U.S. tells Thailand it wants democracy, not coup

By Andrew Gray

BANGKOK, June 1 (Reuters) - U.S. Defense Secretary Robert Gates flew into Thailand on Sunday with a clear message that Washington would take a dim view of any attempt by military leaders to seize power.

A week of anti-government protests in Bangkok have ignited fears that the military may stage another coup, two years after a similar street campaign against then Prime Minister Thaksin Shinawatra led to his ouster in a bloodless putsch.

"Our position is pretty consistent. We want to see democratically elected governments and we will convey that," Gates told reporters in Singapore before heading for Bangkok.

Gates’ visit to Thailand was arranged as part of a broader Asia tour before the current protests against the pro-Thaksin coalition government elected in December.

Gates, a former CIA director who took over at the Pentagon from Donald Rumsfeld in late 2006, praised Thailand as a consistent partner.

"Thailand is an old ally of the United States," he said in Singapore, where he attended the annual Shangri-La dialogue of Asian defence and security officials.

"It’s an opportunity to renew acquaintances and to discuss issues here in the region," he said of his visit to Thailand.

The United States lifted restrictions on aid to Thailand in February after a new elected government took power.
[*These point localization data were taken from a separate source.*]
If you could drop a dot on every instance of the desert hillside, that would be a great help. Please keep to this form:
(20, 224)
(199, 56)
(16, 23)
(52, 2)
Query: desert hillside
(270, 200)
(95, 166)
Washington had suspended about $35 million in assistance to Thailand, including funds designed to promote military professionalism, after the bloodless 2006 coup.

Gates was scheduled to meet with Prime Minister Samak Sundaravej, who is also the country’s defence minister.

Samak had threatened on Saturday to use the police to break up a rally of 6,500 anti-government protesters. But police did not move against the protesters after an apparent reversal by Samak, who accused the media of misreporting his remarks.

Violence stemming from a clampdown on the rally could add to concerns about the army being drawn back into the political fray, particularly after scuffles broke out between pro- and anti-Thaksin protesters at a rally last Sunday.

Thailand’s top military commander denied reports on Thursday that the army may be plotting another coup.